Models of plant cell expansion and mechanosensory signals. (A) Cartoons depicting the steps marking growth according to the CWL and LOS models; the dotted line represents the critical yield threshold of the wall; (B) Mechanosensory signals coming from neighbouring cells (black arrows) and from the turgidity of the expanding cells (blue arrows).

Figure 3.

Cartoon depicting the two main plant cell growth events: global and differential/directional growth. Details concerning the cell types (a) fruit parenchyma cells; (b) shoot/root epidermal cells; (c) bast fibre; (d) pollen tube; (e) leaf pavement cells; (f) trichome and the relationship with the neighbouring cells are added to show the different expansion modalities displayed by plant cells. The question mark indicating the mixed-type growth refers to a hypothetical mechanism involving both tip- and diffuse growth.

Figure 4.

Cartoon representing the diffuse (intrusive) growth of bast fibres (dark green cell grows showing intrusive extremities, as in [20]).
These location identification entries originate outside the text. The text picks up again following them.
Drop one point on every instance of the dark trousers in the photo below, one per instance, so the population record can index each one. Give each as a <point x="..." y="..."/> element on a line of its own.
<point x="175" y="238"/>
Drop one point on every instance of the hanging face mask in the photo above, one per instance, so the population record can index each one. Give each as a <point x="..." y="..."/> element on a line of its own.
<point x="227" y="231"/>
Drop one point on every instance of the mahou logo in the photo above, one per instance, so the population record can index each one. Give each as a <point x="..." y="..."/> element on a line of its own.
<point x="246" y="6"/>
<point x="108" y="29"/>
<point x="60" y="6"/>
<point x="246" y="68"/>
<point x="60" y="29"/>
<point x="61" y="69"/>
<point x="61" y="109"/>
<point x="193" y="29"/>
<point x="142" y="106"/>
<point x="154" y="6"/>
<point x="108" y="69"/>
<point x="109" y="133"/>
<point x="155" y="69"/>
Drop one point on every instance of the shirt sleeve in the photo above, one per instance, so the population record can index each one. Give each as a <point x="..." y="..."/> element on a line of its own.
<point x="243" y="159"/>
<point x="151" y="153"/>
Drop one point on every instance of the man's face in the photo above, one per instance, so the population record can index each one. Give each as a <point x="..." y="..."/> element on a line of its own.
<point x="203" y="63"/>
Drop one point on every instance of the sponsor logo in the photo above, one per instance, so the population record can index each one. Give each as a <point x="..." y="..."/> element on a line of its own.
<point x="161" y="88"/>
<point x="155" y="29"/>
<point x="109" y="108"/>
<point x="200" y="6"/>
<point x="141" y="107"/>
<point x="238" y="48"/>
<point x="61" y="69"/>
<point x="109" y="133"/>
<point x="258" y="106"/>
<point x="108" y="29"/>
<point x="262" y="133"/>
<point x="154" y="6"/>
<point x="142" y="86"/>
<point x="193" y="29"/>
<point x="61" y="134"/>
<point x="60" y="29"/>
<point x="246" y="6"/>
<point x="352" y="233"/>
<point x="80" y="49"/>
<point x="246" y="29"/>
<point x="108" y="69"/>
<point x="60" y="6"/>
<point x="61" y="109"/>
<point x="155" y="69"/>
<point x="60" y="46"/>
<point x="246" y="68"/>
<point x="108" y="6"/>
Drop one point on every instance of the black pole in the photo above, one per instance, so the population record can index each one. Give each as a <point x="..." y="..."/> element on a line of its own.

The box shows important factors/genes involved [20,47]. Abbreviations: XTH xyloglucan endotransglycosylase/hydrolase, PME pectin methylesterase, PG polygalacturonase, PL pectin lyase, TIP tonoplast intrinsic protein, PIP plasma membrane intrinsic protein, GHs glycosylhydrolases, GTs, glycosytransferases, CesAs cellulose synthases, Csl cellulose synthase-like.

Figure 5.

Schematic representation of the cytoskeletal architecture in a jigsaw puzzle-like pavement cell (as described in [36,53]). On the right, schematic molecular details on the relationship between Rho proteins and cytoskeleton are reported for the molecular control of interdigitated domains (invagination/lobe).

Figure 6.

Schematic diagram of the secretion process in pollen tubes. Only the key elements involved in cell wall synthesis are shown (PME, PMEI, CESA, CALS). The gradient of gray in the cell wall indicates the status of methyl-esterification of pectins (light gray: fully methyl-esterified pectins; dark gray: acid pectins). Cellulose is shown as random black lines in the tube apex and as more organized lines in distal parts. Callose is shown as red bands in the pollen tube shanks. TGN, Trans-Golgi-Network. Actin filaments (red lines) are shown as interacting with the Golgi, indicating that they are involved in the transport of vesicles to the apex. Microtubules (green lines) are shown as positioned in the cortical region where they presumably could interact with CALS and CESA. Secretion is indicated to occur not exactly at the apex but in a region immediately close. Endocytotic processes are hypothesized to occur both at the extreme apex and in more distal regions [67,99].